Group-A officers from Ordnance Factory Service asked to leave; the move is part of larger plan to cut the flab.
The defence ministry has forcibly retired a set of bureaucrats for non-performance, after a detailed screening process found them unfit to continue in government service. The strong step — the first to be taken at such a scale by the ministry — will see 13 babus from the Indian Ordnance Factories Service (IOFS) retire early.
The ministry said that the government officers have been retired “in public interest due to their overall unsatisfactory performance”. The retirement is part of a larger government policy to cut the flab and punish officers found unfit for duty to open up vacancies for younger staff.
While there were instances in the past, of junior level bureaucrats and officials getting compulsory retirement, this is for the first time that the government has effected a mass retirement of Group-A service officers, who were selected through a rigorous central screening process is unusual.

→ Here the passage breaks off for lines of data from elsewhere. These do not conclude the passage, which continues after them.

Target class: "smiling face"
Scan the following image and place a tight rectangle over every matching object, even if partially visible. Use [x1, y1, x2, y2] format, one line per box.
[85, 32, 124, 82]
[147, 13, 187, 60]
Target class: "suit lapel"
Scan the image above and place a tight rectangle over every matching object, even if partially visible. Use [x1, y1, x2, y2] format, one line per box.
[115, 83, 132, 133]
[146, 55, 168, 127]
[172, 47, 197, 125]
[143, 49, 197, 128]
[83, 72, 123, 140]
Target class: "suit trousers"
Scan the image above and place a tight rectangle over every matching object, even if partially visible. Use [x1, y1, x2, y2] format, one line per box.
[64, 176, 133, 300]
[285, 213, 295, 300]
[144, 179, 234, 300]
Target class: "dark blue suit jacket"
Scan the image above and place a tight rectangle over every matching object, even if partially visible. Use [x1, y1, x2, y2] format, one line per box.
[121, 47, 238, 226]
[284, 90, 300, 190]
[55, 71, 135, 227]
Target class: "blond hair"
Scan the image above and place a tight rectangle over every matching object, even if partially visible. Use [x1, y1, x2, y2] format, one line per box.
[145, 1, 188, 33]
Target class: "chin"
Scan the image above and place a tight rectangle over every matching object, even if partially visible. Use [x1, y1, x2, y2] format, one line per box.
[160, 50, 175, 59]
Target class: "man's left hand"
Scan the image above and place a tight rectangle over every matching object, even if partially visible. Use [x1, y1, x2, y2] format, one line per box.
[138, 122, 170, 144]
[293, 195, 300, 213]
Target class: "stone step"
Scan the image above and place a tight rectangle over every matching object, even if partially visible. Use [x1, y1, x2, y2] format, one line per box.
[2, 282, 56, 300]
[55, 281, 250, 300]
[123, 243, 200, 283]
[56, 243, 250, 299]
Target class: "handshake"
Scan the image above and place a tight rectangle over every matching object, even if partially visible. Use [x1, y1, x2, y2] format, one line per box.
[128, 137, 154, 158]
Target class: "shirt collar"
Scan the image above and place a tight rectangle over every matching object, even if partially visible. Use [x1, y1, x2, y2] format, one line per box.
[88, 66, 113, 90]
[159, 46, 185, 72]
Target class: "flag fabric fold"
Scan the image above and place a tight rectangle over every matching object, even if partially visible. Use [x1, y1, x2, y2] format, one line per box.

The Ordnance Factory Board, which still makes most of the ammunition being used by the armed forces, has come under criticism by audit bodies as well as the military for non-performance, inferior quality of production and repeated failure to meet timelines. The IOFS service leads the 39 ordnance factories that employ close to one lakh employees across the nation.
As reported, in a set of new reforms, described as the biggest post-independence, over 57,000 Army personnel are being redeployed from non-core duties like postal service and military farms to combat-oriented duties.
The restructuring includes shutting down of military farms, optimising signal units and reforming the National Cadet Corps (NCC) and will be completed by 2019.
The reforms to cut down flab are the first stage in larger plans to improve the “teeth to tail ratio” — the number of personnel in active combat role in relation to support units that facilitate the frontline.